The Poisson distribution is used in many applications, such as predicting the number of calls that a call center will receive in a given time period or the number of accidents that will occur in a given area in a given time period.

Exercises

A basketball player has a 75% free throw shooting percentage. What is the probability that the player makes exactly 2 out of 3 free throws?

Here, we can use the binomial distribution to model the number of successful free throws the player makes in 3 attempts. The binomial distribution is used to describe the number of successes in a fixed number of independent trials when the probability of success is constant.

The formula for the binomial distribution is:

$$P(X=k) = \binom{n}{k} p^k (1-p)^{n-k}$$

where n is the number of trials, k is the number of successful trials we are interested in, p is the probability of success on a single trial, and (1-p) is the probability of failure on a single trial.

In this case, n = 3 since the player has 3 free throw attempts. The probability of making a single free throw is 0.75, since the player has a 75% free throw shooting percentage. Therefore, p = 0.75 and (1-p) = 0.25.

We want to find the probability that the player makes exactly 2 out of 3 free throws, which means k = 2.

$$P(X=2) = \binom{3}{2} 0.75^2 (1-0.75)^{3-2}$$

which equals, 0.422

Therefore, the probability that the basketball player makes exactly 2 out of 3 free throws is approximately 0.422.


A bank receives an average of 10 customer complaints per week. What is the probability that the bank will receive at least 15 complaints in a given week?

Here, we can use the Poisson distribution to model the number of customer complaints received by the bank in a week. The Poisson distribution is used to model the number of events occurring in a fixed interval of time or space when the events are rare and independent.

The formula for the Poisson distribution is:

$$P(X = k) = (λ^k / k!) * e^{-λ}$$

where λ is the average number of events per interval and k is the number of events we are interested in.

In this case, λ = 10, since the bank receives an average of 10 customer complaints per week. We want to find the probability that the bank will receive at least 15 complaints in a given week. Using the complement rule, we can find the probability that the bank will receive fewer than 15 complaints in a given week and subtract it from 1 to get the desired probability.

$$P(X < 15) = \sum_{k=0}^{14}(10^k / k!) * e^{-10}$$

which comes to around 0.036

To find P(X ≥ 15), we can subtract P(X < 15) from 1:

P(X ≥ 15) = 1 - P(X < 15) ≈ 0.964

Therefore, the probability that the bank will receive at least 15 customer complaints in a given week is approximately 0.964.


Interview Questions

  1. What is the difference between the binomial and Poisson distributions?

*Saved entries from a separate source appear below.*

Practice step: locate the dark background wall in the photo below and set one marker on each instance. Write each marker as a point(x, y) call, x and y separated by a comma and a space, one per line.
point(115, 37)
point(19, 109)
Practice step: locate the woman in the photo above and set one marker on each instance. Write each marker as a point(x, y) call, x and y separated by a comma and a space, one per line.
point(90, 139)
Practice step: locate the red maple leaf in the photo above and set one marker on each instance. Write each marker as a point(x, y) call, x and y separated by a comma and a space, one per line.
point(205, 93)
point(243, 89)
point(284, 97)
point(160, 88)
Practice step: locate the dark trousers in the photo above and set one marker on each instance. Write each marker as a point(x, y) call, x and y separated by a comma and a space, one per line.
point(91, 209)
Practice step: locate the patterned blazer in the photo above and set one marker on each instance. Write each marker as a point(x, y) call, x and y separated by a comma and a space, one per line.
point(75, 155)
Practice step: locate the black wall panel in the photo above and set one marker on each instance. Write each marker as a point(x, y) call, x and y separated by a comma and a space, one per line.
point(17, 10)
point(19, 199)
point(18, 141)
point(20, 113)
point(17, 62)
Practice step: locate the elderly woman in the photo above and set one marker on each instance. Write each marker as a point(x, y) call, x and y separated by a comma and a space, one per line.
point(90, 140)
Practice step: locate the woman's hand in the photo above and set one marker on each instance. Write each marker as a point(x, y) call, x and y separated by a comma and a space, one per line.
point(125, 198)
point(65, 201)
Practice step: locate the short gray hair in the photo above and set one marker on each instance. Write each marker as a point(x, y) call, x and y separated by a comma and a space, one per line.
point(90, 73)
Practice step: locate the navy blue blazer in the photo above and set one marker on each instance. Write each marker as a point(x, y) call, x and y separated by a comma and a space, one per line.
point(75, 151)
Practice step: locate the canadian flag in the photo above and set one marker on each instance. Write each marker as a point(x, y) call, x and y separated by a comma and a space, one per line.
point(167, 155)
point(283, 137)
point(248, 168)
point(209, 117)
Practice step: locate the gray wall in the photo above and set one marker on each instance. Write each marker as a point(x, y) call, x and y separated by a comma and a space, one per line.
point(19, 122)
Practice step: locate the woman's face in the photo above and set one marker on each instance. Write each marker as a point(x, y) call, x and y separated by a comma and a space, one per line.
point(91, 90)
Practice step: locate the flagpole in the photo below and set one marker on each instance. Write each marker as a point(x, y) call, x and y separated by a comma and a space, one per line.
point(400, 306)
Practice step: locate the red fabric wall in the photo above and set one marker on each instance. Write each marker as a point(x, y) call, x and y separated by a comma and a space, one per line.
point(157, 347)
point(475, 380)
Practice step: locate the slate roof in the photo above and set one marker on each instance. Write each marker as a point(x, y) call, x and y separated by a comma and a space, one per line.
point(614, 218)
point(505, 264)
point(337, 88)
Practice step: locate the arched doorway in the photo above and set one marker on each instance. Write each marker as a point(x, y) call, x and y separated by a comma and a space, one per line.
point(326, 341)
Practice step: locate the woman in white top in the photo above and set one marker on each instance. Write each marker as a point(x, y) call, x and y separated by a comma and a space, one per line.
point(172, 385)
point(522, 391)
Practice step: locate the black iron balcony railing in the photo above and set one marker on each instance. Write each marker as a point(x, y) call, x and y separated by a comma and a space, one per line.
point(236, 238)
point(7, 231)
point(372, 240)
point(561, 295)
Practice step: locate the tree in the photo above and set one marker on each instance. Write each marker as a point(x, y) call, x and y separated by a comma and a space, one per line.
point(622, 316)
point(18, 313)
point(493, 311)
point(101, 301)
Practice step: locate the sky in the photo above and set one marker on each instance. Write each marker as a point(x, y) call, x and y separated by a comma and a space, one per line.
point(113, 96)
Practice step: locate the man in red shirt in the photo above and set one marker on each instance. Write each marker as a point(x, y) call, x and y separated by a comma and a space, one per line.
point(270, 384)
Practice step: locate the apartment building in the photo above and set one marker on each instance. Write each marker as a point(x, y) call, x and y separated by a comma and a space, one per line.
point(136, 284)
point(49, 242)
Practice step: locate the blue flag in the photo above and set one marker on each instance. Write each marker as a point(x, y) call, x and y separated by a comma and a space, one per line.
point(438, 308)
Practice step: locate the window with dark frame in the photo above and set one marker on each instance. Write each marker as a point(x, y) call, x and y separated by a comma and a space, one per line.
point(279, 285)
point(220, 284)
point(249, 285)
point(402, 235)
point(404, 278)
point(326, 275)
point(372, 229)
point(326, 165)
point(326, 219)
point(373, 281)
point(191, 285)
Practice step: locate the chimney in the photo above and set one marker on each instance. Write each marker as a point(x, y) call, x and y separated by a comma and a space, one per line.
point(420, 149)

  2. What is the formula for the binomial distribution? What is the formula for the Poisson distribution?

  3. What is the binomial coefficient?

  4. What are some applications of the binomial and Poisson distributions in data analysis?

  5. How would you use the binomial distribution to determine whether a manufacturing process is producing items within a certain specification limit?

Conclusion

Discrete probability distributions are powerful tools in data analysis, and the binomial and Poisson distributions are two of the most commonly used distributions. The binomial distribution is used to describe the number of successes in a fixed number of independent trials, while the Poisson distribution is used to model the number of events occurring in a fixed interval of time or space. By understanding these distributions and their applications, you can gain valuable insights into many different areas of data analysis.